China’s People’s Liberation Army Air Force (PLAAF) recently began deploying its most powerful stealth fighter jet, the J-20, to patrol the disputed East China Sea and South China Sea as part of “routine training sessions,” China’s state-run Global Times reported on Wednesday.
The PLAAF has specifically ordered its J-20s to conduct “combat patrols” in the East and South China Seas designed to “safeguard China’s airspace security and maritime interests” in the bodies of water, Ren Yukun told reporters at a press conference on April 12.
Ren heads the discipline inspection and supervision team and is a member of the leading Chinese Communist Party group at China’s state-owned Aviation Industry Corporation of China (AVIC), which domestically manufactures the PLAAF’s J-20s.

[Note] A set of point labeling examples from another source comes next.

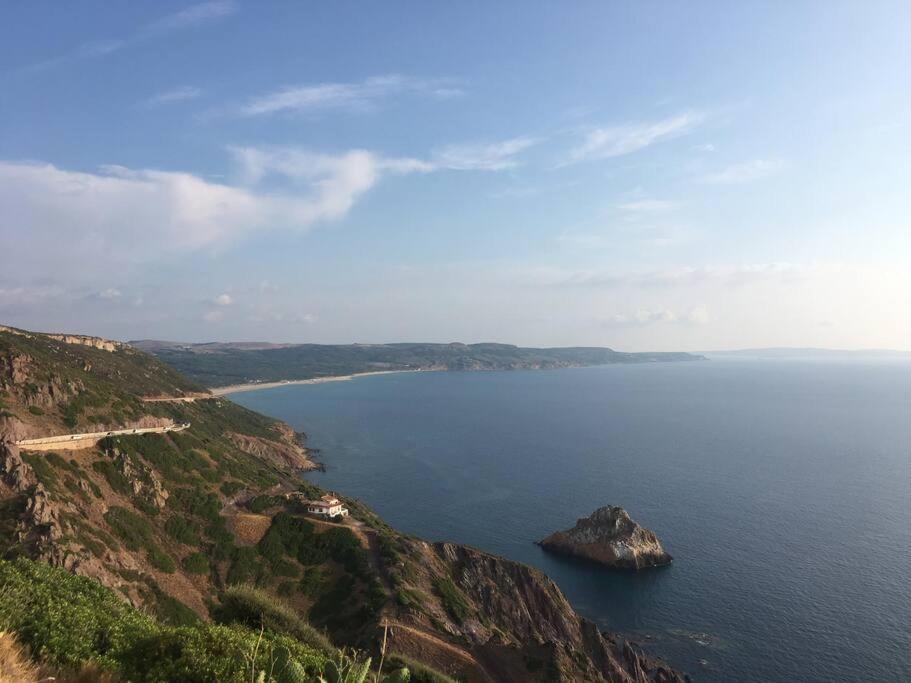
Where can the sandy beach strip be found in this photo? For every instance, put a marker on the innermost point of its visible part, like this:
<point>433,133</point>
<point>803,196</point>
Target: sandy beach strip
<point>255,386</point>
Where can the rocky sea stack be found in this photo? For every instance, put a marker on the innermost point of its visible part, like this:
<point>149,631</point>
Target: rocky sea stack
<point>610,537</point>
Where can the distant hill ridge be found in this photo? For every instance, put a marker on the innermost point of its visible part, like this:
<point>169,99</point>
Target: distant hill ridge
<point>217,364</point>
<point>182,524</point>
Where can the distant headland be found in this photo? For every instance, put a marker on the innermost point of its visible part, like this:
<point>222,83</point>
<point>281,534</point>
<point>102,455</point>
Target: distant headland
<point>241,364</point>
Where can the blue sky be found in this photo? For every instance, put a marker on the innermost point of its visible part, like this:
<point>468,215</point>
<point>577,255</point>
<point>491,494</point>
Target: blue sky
<point>638,175</point>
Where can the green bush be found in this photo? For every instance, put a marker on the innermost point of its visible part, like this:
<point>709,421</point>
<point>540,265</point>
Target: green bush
<point>451,598</point>
<point>255,608</point>
<point>160,560</point>
<point>262,503</point>
<point>420,673</point>
<point>136,534</point>
<point>229,488</point>
<point>182,530</point>
<point>245,567</point>
<point>68,621</point>
<point>115,478</point>
<point>196,563</point>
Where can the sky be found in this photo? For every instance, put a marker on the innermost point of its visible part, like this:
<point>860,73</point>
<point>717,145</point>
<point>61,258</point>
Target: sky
<point>644,176</point>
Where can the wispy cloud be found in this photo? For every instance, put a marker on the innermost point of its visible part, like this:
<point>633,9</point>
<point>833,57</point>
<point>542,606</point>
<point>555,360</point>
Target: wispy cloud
<point>671,278</point>
<point>744,172</point>
<point>185,92</point>
<point>496,156</point>
<point>615,141</point>
<point>194,15</point>
<point>647,206</point>
<point>190,17</point>
<point>140,215</point>
<point>361,95</point>
<point>644,317</point>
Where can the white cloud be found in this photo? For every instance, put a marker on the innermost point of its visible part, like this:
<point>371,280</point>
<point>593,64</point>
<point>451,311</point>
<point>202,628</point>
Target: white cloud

The independent island nation of Taiwan, which Beijing claims is a territory of China, is located at the nexus of the East and South China Seas. China’s ruling Communist Party has repeatedly threatened to “reunify” Taiwan, which lies off China’s southeastern coast, with the “mainland,” i.e. China.
These threats have translated to belligerent military drills by the PLAAF, which regularly orders air sorties to penetrate Taiwan’s Air Defense Identification Zone (ADIZ) as a form of intimidation.
Taiwan’s location along the East China Sea’s southern rim places it a short distance southwest of Japan’s Senkaku islets. Like Taiwan, Beijing claims the Senkakus as its own territory and has increased its military presence near the small, uninhabited islands in recent months.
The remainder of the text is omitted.